One group rushing emergency aid to the people of Israel is the International Fellowship of Christians and Jews.
They've also recently launched a campaign explaining why Israel is waging war in Gaza and suggesting ways Christians can help.
Just prior to the current Gaza conflict, IFCJ founder and president Rabbi Yechiel Eckstein visited Sderot, Israel. He experienced just a small taste of what many Israelis have suffered for eight years.
"That is a missile coming in," Eckstein said. "You don't know where it is going to land. The siren goes off which roughly gives you fifteen seconds."
A rocket launched from Gaza by Hamas terrorists hit just yards from Eckstein and his team. It was a close call for them, but other Israelis have been less fortunate.
"For eight years, families, children elderly people, everyone going to work, to the supermarket, going to school, sending your children on a bus and fearing that siren," he said. "The time has come when Israel is bringing this to a halt."
Eckstein says Israelis are counting on America and Christian friends to stand with them at this time--a time when condemnation and international pressure against Israel is intense.

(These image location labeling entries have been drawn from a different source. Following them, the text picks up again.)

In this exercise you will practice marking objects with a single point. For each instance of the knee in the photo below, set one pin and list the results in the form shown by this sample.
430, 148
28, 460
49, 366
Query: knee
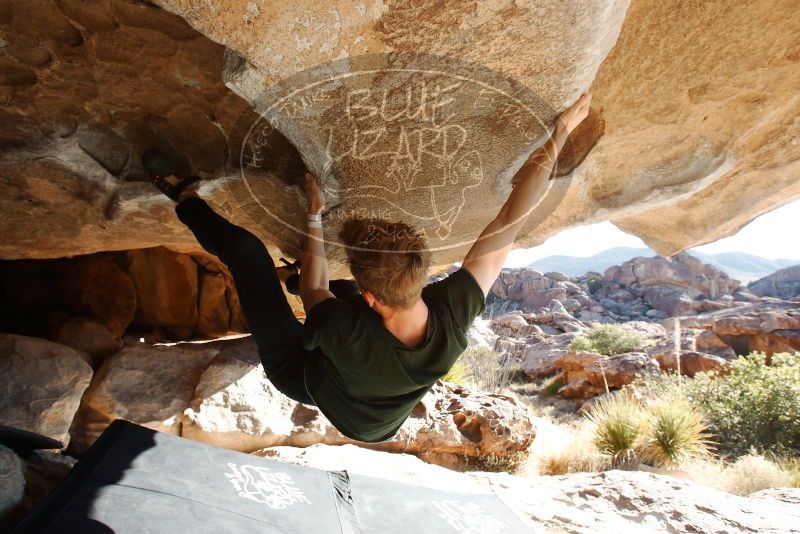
245, 244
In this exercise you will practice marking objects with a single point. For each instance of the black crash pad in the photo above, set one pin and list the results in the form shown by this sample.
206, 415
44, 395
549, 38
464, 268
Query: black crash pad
136, 480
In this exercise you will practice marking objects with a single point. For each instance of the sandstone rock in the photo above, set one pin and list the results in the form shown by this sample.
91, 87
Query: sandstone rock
782, 284
669, 300
645, 329
106, 147
540, 357
630, 501
12, 487
542, 298
587, 373
235, 406
98, 286
88, 336
42, 384
126, 87
43, 471
166, 288
481, 334
757, 322
581, 388
692, 363
148, 385
558, 277
511, 323
213, 315
708, 342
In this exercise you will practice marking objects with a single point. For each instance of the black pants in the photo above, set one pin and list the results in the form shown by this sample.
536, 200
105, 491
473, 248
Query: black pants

"I believe in the power of prayer, so the first thing I would urge you to do is to pray for the peace of Jerusalem," he said. "Pray for the brave, young Israeli soldiers
who are out their and fighting, risking their lives today. Pray that there will be little civilian casualties on both sides."
The IFCJ is asking people to help support efforts to provide shelters, trauma centers and provisions needed by Israelis directly in harms way.
Eckstein is confident Israel will get through the current crisis, but only with help from God and caring Christians and Jews.
"We trust in the God, the Guardian of Israel and we trust and rely on those people--Jews and Xhristians alike who join us and stand in solidarity with us to protect and to guard the people of Israel," he said.
Jewish and evangelical leaders in New York collaborated this week to deliver a spent qassam rocket to the United Nations.
The rocket was fired at the town of Sderot in the fall.
The religious leaders took the rocket to the main gate of the U.N. where they read a letter to a representative of the general assembly.
They claim U.N. criticism of Israel is unfair, because it has not raised its voice to protest Hamas rocket attacks over the past eight years.